We took the bus there with the Munich Boys and another german mate, Timo. We started off with the least exciting animals (otters and lizards) but quickly went for the elephant feeding. It seems everybody at the zoo lines up to pay to feed them. They're stuck in line forever and only get a few seconds with the elephants so we opted for lining the fence along where the handlers lead them down from their paddock. We got
Walking the Asian Elephants to the tourists lined up to hand-feed them
right up close for some great pictures. The handlers line them up one-by-one and they hold the tail of the one in front of them to form some sort of elephant train.
After that we checked out the wombats which instantly became our favourites for their laid back attitude and big rear ends. The bird exhibits were cool as you got to walk right inside a giant cage with a simulated rainforest ecosystem and you had to keep your eyes peeled for the dozens of different breeds. This was followed by the kangaroo park where you went right inside and had the ability to go up and pet the roos. You could do pretty much anything to these roos but they were trained to go to their Kangaroo only 'quiet area' once they got sick of humans playing with their tails. Right outside the kangaroo park there was a koala petting area, carefully guarded by keepers to prevent harassment of these sleeping beasts. We then took a walk through the SE Asia section to look at the tigers.
We had lunch (well, four peanut butter and jelly sandwiches nicked from the hostel because we're too cheap) then took
One of many viciously lethal snakes in Australia
in a few more exhibits while we waited for the Croc Show to begin.

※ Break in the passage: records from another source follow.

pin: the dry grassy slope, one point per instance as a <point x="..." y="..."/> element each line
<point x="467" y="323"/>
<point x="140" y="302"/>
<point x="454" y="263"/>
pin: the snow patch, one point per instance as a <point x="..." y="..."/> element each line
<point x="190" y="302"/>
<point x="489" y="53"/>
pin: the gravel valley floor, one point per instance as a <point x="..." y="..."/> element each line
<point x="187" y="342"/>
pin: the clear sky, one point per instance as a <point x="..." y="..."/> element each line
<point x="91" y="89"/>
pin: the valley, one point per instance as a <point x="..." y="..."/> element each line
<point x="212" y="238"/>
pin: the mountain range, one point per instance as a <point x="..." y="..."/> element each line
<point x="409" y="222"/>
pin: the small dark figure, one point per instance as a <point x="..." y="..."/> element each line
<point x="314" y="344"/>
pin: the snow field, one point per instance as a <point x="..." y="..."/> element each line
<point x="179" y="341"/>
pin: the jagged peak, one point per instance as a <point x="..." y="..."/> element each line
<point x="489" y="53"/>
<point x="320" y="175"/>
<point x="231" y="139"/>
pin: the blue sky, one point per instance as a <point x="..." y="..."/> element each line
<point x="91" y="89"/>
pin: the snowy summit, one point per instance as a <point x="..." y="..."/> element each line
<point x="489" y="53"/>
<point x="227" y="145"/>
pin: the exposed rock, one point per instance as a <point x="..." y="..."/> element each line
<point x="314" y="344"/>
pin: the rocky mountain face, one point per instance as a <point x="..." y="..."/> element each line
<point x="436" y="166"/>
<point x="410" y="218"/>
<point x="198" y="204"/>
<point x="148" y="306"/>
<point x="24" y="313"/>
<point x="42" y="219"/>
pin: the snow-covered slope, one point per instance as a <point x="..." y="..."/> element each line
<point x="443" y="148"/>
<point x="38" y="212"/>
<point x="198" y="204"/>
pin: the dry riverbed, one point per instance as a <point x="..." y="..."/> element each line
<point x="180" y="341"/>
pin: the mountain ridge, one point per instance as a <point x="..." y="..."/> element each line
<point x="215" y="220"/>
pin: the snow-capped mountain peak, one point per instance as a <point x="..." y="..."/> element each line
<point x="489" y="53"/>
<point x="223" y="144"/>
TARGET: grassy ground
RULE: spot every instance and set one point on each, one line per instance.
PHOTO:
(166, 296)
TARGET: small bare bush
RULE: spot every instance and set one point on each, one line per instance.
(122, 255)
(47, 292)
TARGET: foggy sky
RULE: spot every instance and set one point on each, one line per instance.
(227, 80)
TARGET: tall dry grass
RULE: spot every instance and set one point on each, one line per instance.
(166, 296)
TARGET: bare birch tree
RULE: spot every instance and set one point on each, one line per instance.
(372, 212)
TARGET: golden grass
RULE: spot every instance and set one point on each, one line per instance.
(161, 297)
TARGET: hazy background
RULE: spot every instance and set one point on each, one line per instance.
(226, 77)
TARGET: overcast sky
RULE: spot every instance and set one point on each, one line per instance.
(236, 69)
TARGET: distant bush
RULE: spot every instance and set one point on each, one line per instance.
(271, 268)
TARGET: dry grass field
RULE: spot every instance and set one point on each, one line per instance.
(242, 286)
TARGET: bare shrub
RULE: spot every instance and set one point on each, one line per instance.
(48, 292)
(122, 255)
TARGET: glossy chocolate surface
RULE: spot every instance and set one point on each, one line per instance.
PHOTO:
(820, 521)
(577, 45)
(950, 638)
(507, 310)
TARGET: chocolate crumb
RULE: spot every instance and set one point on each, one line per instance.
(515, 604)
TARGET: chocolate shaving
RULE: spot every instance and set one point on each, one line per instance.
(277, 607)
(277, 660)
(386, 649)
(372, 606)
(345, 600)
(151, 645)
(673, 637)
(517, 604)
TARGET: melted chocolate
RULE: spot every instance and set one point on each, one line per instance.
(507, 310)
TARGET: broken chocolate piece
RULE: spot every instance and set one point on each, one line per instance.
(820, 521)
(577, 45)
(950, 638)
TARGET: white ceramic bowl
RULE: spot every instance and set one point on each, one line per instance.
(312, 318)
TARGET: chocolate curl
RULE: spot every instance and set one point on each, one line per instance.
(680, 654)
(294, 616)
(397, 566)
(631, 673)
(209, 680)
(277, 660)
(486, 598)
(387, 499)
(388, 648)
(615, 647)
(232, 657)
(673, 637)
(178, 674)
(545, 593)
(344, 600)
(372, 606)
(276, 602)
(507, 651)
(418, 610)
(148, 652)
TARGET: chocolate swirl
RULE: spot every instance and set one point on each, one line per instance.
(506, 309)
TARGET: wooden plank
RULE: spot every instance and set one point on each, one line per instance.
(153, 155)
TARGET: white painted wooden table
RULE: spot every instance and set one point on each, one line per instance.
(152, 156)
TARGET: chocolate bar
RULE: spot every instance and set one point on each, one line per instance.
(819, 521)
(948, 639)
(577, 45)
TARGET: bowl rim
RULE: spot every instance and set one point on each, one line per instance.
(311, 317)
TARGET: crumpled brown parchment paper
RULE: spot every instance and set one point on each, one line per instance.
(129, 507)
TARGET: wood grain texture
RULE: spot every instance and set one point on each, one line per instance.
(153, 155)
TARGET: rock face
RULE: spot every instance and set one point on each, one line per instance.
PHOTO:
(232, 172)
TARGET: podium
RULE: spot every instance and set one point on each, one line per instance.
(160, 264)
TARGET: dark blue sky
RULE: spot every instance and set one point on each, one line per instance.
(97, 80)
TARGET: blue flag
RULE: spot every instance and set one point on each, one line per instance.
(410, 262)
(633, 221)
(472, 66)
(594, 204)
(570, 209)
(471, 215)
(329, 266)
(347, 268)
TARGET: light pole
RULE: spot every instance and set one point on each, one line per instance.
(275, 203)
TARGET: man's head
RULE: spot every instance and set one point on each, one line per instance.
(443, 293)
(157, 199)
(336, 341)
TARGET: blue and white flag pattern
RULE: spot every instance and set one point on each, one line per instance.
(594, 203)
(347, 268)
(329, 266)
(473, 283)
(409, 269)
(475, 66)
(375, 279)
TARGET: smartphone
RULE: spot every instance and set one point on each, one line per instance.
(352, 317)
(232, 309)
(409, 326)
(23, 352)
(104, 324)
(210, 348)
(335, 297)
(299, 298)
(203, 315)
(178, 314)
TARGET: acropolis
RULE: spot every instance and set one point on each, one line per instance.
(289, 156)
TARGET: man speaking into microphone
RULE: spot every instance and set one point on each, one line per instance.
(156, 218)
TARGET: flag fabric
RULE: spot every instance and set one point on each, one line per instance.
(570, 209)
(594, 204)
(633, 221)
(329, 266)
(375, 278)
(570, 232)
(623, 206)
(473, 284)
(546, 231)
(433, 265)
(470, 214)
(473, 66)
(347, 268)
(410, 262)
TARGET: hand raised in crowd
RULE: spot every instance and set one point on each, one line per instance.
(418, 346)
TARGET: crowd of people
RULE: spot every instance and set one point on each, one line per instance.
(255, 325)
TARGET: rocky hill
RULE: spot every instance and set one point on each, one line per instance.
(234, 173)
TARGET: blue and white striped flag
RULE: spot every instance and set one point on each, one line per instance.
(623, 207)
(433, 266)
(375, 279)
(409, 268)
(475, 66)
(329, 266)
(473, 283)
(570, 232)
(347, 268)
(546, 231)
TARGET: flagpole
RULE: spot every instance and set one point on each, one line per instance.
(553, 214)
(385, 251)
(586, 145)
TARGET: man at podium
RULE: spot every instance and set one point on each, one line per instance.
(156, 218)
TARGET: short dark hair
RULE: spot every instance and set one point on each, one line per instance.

It was here where we discovered another one of our favourite animals, the cossawary, and emu-like big bird with a red fin on it's head and raptor feet. Apparently, you can find them in the wild in Far North Queensland so we hope to check them out one day. The Croc Show, which Steve used to do before the accident, was geared for kids but the crocodile feeding was still pretty cool. After the show we just had enough time to walk through the crocodile pens and a few remaining exhibits before it was time to catch the bus back. Of course, we made one more trip to the infamous wombats before leaving.
It was a solid day but we were very happy to have been there. By far it was the best zoo either one of us has ever been to.